Hi,
I am getting a RTX 3090, and I am wondering if all the relevant libraries support the new Ampere architecture (so that the Clara AIAA-server can be run on the machine)?
Hi,
I am getting a RTX 3090, and I am wondering if all the relevant libraries support the new Ampere architecture (so that the Clara AIAA-server can be run on the machine)?
Hi
Thanks for your interest in Clara train and AIAA. Yes new GPUs should work fine as long as you have the latest drivers.
Please let us know if you face any issues.

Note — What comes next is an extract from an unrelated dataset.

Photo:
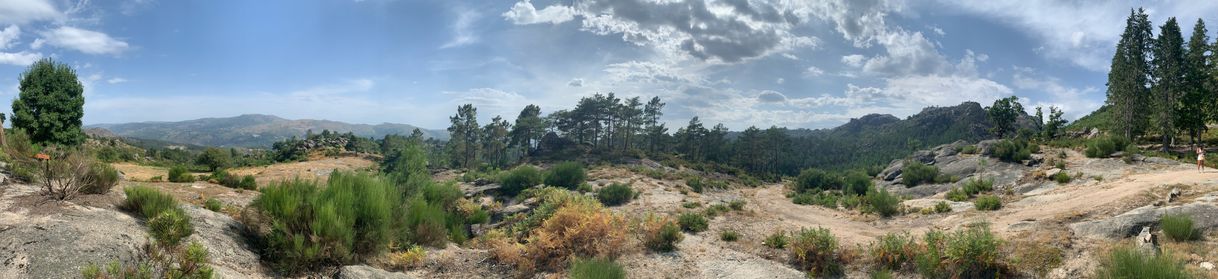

Also FYI we will be releasing Clara Train V3.1 soon so stay tuned
Hi aharouni,
thanks for the reply! I tried running the AIAA on the RTX 3090 the same way that I succesfully ran it on NVIDIA RTX 2080 Ti. However, when trying to upload the model by
curl -X PUT "http://172.17.0.2/admin/model/deepGrow" -F "config=@deepGrow/config/config_aiaa.json;type=application/json" -F "data=@deepGrow/models/network.pt,
I get
{"error":{"message":["5","Failed to export model to TRTIS"],"type":"AIAAException"},"success":false}
Also, upon the launch of the docker with Clara docker-image (clara-train-sdk:v3.0) I get
WARNING: Detected NVIDIA GeForce RTX 3090 GPU, which is not yet supported in this version of the container
ERROR: No supported GPU(s) detected to run this container
As you can see, in nvidia-smi there is no process “trtserver” as should as the AIAA-server is currently running.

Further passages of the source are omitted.